We illustrate that the Normalisation.Factor can be used to go from Precursor.Quantity to Precursor.Normalised

Click to see code

pPrecNorm1 <- precursors |> 
  ggplot(aes(x=Precursor.Quantity, y = Precursor.Normalised)) +
  geom_point() + 
  theme_minimal()
pPrecNorm2 <-precursors |> 
  ggplot(aes(x=Precursor.Quantity * Normalisation.Factor, y = Precursor.Normalised)) +
  geom_point() + 
  theme_minimal()

pPrecNorm1

pPrecNorm2

Note, that the normalisation factor is different for each entry. The variable Normalisation.Factor is the scaling factor for both global and retention time normalisation.

Click to see code

pPrecNorm3 <- precursors |> 
  arrange(RT) |> 
  ggplot(aes(x = RT, y = -log2(Normalisation.Factor))) +
  geom_line() +
  facet_wrap(~ Run) +
  theme_minimal()

pPrecNorm3

Next, we explore the effect of all normalisation methods in the subsequent plot.

Click to see code

precursors_norm_sets <- grep("precursors_norm", names(qf), value = TRUE)
pNormComp <- qf[, , precursors_norm_sets] |>
  longForm(colvars = colnames(colData(qf))) |> 
  data.frame() |> 
  mutate(assay = gsub(assay, pattern = "precursors_norm_", replacement = "")) |>
  filter(!is.na(value)) |>
  ggplot() + 
  aes(x = value,
      colour = condition,
      group = colname) +
  geom_density() +
  labs(subtitle = "Normalised log2 precursor intensities") +
  facet_wrap(~assay) +
  theme_minimal()

pNormComp

4.5 Summarisation

Here, we will evaluate three popular summarisation methods.

  1. maxLFQ

  2. median polish

  3. median summarisation

  4. maxLFQ summarise the precursor-level data into protein intensities using maxLFQ. maxLFQ first calculates all pairwise log ratio’s between samples only using their shared precursors. Particularly, it uses the median of the log ratio’s between the shared precursors, i.e.  \[r_{ij} = median(y_{sj}-y_{si})\].

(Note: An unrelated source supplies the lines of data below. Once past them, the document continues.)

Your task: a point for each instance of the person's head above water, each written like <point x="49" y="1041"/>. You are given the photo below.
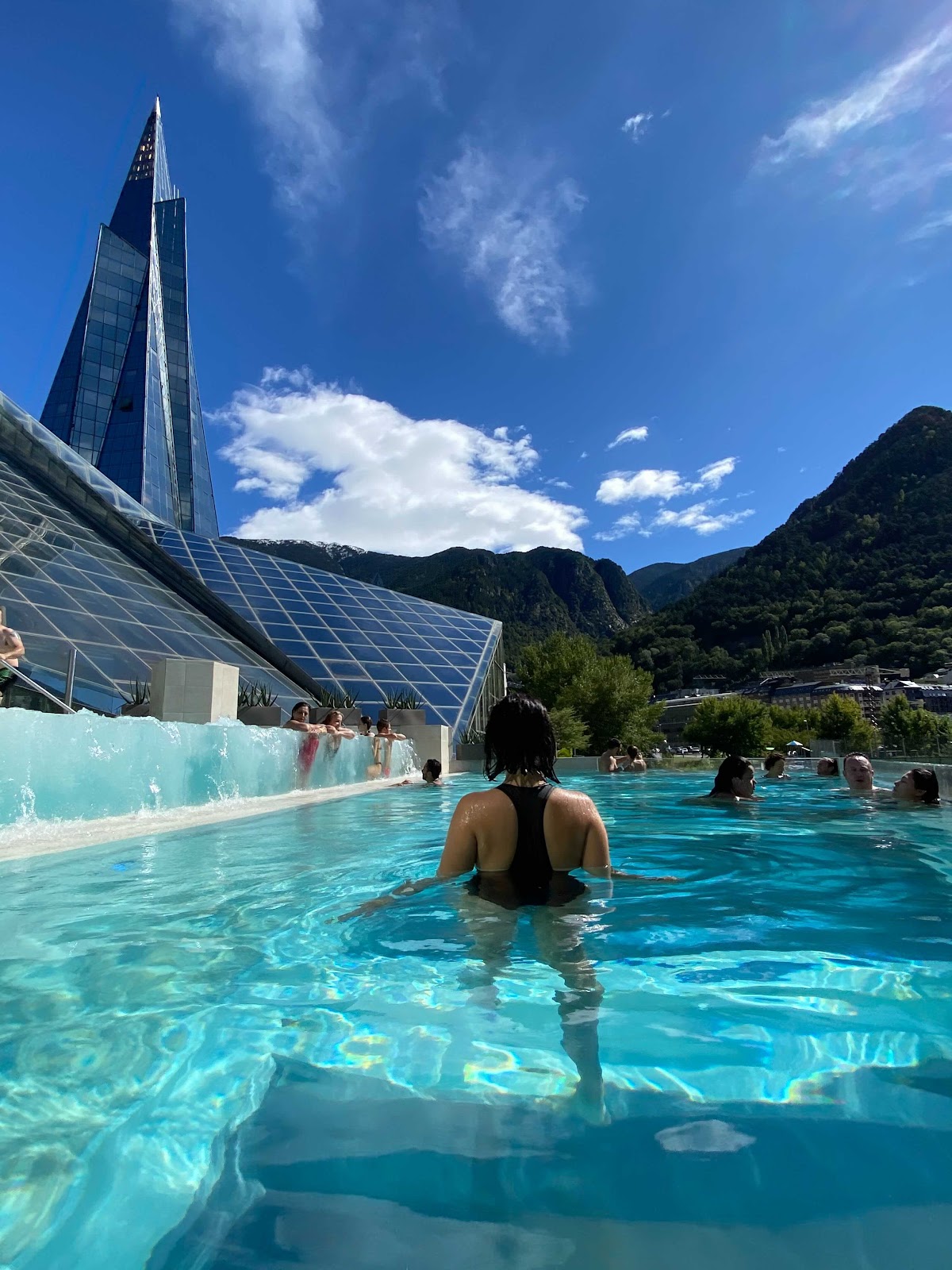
<point x="520" y="738"/>
<point x="918" y="785"/>
<point x="858" y="772"/>
<point x="735" y="778"/>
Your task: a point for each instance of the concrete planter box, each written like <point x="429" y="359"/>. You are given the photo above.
<point x="260" y="717"/>
<point x="403" y="719"/>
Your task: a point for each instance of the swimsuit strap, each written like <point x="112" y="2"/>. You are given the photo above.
<point x="531" y="863"/>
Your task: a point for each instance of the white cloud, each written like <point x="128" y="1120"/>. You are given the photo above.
<point x="662" y="484"/>
<point x="714" y="474"/>
<point x="397" y="484"/>
<point x="700" y="518"/>
<point x="270" y="50"/>
<point x="649" y="483"/>
<point x="622" y="527"/>
<point x="628" y="435"/>
<point x="507" y="222"/>
<point x="636" y="126"/>
<point x="882" y="139"/>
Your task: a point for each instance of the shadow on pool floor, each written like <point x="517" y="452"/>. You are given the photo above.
<point x="344" y="1172"/>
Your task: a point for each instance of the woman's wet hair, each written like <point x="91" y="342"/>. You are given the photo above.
<point x="734" y="768"/>
<point x="520" y="738"/>
<point x="926" y="780"/>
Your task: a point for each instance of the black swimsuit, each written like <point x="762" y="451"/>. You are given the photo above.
<point x="530" y="879"/>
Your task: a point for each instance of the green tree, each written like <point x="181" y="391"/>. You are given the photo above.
<point x="571" y="733"/>
<point x="842" y="719"/>
<point x="909" y="728"/>
<point x="608" y="695"/>
<point x="549" y="668"/>
<point x="730" y="725"/>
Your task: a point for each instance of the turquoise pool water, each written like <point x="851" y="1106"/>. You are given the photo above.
<point x="197" y="1070"/>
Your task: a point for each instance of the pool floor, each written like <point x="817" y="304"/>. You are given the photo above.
<point x="200" y="1067"/>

Hence, it first eliminates peptide effects. It then estimates the summaries by solving

\[ \sum_i\sum_j(y^{prot}_j - y^{prot}_i - r_ij)^2 \] It is implemented in the maxLFQ function of the iq package.

Click to see code

for (normassay in precursors_norm_sets)
{
qf <- aggregateFeatures(
  qf, i = normassay, 
  name = paste0("proteins",gsub(normassay, pattern = "precursors_norm", replacement=""),"_maxLFQ"),
  fcol = "Protein.Group", 
  fun = function(X) iq::maxLFQ(X)$estimate
)
}

  1. median polish is a simple and robust procedure proposed by the statistician John Tukey to fit an additive model for data in a two-way layout table (usually, results from a factorial experiment) of the form row effect + column effect + overall median. Median polish utilizes the medians obtained from the rows and the columns of a two-way table to iteratively calculate the row effect and column effect on the data. The results are robust to outliers, as the iterative procedure uses the medians rather than the means. Here, the row effects are the feature effects and the column effects are the sample/run effects. Particularly, following model is considered:

\[ y_{ip} = \beta_p^\text{pre} + \beta_i^\text{samp} + \epsilon_{ip} \]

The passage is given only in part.